Fraser farms 2,700 head of cattle over 7 different sites covering 2,690 acres. His calf rearing unit is based just south of Welshpool housing 1,300 heifers and calving 30-36 per week.
With so many calves on the ground at once there is a clear plan of how the future of the herd are cared for at Calcourt. Once the calves are born they are transferred to a single hutch based indoors, they remain in the hutch until they have received the full amount of colostrum required. The calves are then moved into single hutches which are outdoors, where they remain for a further 8 weeks. At 8 weeks old the calves are moved into large groups of ten, where they are housed indoors. Fraser has found no issue with moving the calves from single hutches to the larger groups.
Whilst in the hutches the calves are under the watchful eye of Fraser’s calf rearing duo who look after the calves on a day to day basis. ‘The calves are fed twice a day by the same person every time, this is essential for the monitoring of calf health,’ comments Fraser.

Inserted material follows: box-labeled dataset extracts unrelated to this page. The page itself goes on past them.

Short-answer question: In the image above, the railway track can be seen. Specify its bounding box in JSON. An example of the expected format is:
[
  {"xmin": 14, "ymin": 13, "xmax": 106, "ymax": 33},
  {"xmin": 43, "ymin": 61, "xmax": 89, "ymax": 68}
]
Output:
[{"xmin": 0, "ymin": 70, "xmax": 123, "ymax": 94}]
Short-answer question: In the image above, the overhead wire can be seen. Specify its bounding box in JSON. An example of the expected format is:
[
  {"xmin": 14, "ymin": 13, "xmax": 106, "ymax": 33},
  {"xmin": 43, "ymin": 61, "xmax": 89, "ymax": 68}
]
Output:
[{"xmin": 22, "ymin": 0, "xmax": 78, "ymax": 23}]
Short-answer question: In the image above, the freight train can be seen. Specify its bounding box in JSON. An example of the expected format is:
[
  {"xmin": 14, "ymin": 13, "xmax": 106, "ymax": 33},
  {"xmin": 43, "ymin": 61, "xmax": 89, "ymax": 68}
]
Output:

‘I purchased the JFC calf hutches at least 10 years ago and I am really pleased how they have stood the test of time. As soon as we moved to hutches my vets bill reduced massively, as the amount of pneumonia and scour cases decreased. The calves are all bedded on straw within the hutch and we purposely don’t bed outside as this allows us to monitor the calf’s faeces, as this is good indication of the health status of the calf. Once the calves are moved into bigger groups at 8 weeks old the hutches are cleaned and disinfected which is a straight forward job as the hutches are easy to handle.’
With no stone unturned at Calcourt Farms, Fraser ensures there is a place for everything. Following an AI programme of both sexed and conventional semen Fraser ensures all bull calves are reared and sold to a national retailer where they are reared for Rose Veal.
The next steps for Fraser are to commence the milking at the Welshpool super dairy in May, with further expansion plans for the rearing unit.